On the ninth of Nissan 2015, my mother left this world.

When we cleaned out her apartment, we arranged a system for her children and grandchildren to choose items to remember her.

I chose not to take anything; my memories were my remembrances, and they would last forever.

And anyway, I had the pen securely stored in my drawer.

A few months after my mother passed away, I decided to open the box,

The silver cap had tarnished and had once again developed a patina, plus the pen was no longer operable.

It was then I decided that this pen should continue its mission.

I found a craftsman who restores fountain pens, and soon after, my Parker 51 was back in my hands, gleaming and in working order.

That very day when it arrived, I was scheduled to be Mesader Kiddushin.

What better way to preserve my mother's legacy than to use the same pen that was instrumental in building my mother's new home to write a Kesuvah establishing a new Jewish home?

Since that day, this cherished Parker 51 remains nestled on my desk for use when I have the privilege to be Mesader kiddushin.

Once in 2017, I was honored with being Mesader Kiddushin in Brooklyn.

When I arrived, I met Rav Dovid Feinstein ZT" L, who, unbeknownst to me, was also attending the wedding.

I immediately told him I could not be Mesader Kiddushin in his presence.

In his famously humble and self-effacing manner, he said, "I came as a guest, and I'm not staying long – I'm probably leaving before the chuppah. Please, this is your job today; I am off work."  

He insisted I continue filling in the Kesuva.

Rav Dovid then noticed my pen.

"I see you're writing with a Parker 51. My father would use one as well," he said, no doubt to put me at ease.

I told him it was from my mother, who had bought it almost 70 years earlier.

"Hold onto it; it might be worth a lot of money," he said with his trademark smile.

"I wouldn't sell it for all the money in the world," I said.

"You are right in never selling it.

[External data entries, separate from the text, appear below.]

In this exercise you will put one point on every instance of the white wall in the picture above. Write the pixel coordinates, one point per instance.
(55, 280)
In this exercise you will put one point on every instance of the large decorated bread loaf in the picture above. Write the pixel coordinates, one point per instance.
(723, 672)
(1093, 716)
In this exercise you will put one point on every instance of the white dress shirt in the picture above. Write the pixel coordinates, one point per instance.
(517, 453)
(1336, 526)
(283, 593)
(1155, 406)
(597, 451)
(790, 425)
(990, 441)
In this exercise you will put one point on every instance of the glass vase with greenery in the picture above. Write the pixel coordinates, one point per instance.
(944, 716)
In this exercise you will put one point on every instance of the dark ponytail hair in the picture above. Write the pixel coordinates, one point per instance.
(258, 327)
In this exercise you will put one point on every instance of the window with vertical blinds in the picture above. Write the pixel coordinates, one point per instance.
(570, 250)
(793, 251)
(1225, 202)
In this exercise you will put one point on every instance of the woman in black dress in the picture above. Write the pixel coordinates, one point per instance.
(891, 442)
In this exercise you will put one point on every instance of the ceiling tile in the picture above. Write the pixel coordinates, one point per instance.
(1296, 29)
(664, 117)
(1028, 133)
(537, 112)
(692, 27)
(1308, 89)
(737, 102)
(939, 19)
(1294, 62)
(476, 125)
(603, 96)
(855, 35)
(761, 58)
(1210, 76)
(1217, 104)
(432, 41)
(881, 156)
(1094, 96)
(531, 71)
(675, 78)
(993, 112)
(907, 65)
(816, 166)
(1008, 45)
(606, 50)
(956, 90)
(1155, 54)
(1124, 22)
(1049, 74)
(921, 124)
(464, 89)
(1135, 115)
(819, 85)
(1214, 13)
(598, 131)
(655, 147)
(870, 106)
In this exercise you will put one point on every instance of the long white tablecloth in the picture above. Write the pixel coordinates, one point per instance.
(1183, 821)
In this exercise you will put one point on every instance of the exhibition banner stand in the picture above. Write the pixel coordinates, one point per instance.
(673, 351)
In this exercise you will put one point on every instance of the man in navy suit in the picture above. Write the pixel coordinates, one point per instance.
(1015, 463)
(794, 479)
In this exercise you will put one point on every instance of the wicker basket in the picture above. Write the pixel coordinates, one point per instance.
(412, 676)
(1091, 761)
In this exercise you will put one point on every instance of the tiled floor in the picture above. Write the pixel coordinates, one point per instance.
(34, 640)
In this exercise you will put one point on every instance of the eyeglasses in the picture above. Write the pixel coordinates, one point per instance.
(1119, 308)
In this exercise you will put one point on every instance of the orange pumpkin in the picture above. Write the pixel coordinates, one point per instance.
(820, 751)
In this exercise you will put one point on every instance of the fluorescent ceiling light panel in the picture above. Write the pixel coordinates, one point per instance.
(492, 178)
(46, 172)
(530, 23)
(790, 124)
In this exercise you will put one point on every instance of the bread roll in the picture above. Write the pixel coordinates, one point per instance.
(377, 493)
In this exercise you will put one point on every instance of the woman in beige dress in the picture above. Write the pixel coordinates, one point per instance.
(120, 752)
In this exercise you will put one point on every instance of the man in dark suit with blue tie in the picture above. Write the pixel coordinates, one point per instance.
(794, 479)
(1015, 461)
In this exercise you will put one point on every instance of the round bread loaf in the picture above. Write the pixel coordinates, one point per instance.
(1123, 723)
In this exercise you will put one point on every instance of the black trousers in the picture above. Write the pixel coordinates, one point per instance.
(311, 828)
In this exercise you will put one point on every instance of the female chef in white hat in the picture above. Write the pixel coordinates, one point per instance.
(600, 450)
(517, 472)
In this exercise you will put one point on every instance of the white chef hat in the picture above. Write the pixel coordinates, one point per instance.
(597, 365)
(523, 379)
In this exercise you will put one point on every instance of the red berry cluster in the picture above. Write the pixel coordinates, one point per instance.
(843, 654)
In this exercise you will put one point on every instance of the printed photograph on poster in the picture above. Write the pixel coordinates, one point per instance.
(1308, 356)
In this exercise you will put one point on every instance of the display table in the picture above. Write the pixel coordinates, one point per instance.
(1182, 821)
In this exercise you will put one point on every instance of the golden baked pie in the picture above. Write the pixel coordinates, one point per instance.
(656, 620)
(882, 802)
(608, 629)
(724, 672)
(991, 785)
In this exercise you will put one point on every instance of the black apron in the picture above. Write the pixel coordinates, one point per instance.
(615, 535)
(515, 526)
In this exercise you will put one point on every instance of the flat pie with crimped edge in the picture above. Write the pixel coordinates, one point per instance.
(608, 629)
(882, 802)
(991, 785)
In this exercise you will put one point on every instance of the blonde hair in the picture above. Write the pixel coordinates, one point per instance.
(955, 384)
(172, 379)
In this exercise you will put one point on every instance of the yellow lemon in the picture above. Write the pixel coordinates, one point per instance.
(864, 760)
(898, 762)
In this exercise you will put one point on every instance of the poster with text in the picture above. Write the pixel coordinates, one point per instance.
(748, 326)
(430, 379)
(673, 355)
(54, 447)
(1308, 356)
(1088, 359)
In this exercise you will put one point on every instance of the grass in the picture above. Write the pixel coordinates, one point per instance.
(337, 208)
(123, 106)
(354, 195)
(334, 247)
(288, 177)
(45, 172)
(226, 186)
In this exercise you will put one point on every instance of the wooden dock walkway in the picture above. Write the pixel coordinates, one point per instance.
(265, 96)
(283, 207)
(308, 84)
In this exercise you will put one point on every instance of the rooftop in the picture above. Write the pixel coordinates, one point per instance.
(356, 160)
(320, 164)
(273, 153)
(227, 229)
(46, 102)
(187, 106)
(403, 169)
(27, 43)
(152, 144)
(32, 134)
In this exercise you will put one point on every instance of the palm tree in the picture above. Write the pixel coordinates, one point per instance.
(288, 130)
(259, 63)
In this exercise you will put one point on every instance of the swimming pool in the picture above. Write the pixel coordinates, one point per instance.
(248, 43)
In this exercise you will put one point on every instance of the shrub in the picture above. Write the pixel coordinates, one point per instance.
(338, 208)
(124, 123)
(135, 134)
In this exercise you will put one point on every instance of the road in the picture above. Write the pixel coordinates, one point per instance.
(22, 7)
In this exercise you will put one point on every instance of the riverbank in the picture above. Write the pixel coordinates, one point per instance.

You're fulfilling the mitzvah of Kibud Eim by using your mother's pen," Rav Dovid replied.

"You should use it at your child's chasunah very soon!"

 

Part Three- The Promise Comes True

Less than a year later, in Teves 2018, my youngest child and my mother's youngest grandchild, Aviva, was getting married to her Bashert, Ezzy Steiner.

As I lifted her pen to fill out the Kesuvah, I could feel my mother's presence.

This same pen which saw my mother begin her college career, which was used to fill in my mother's Kesuva and was instrumental in my receiving the greatest gift of all, a Torah education, was now continuing its lofty legacy by facilitating the marriage of my youngest daughter Aviva.

Later that day, when I reverently placed the Parker 51 back in its place of honor on my desk, I was reminded of something so fundamental to us as Jews.

When the Master Writer Himself wills it, even a Parker 51 pen bought in Macy's for $14.95 in 1949 can become His instrument of choice in the building a Jewish family.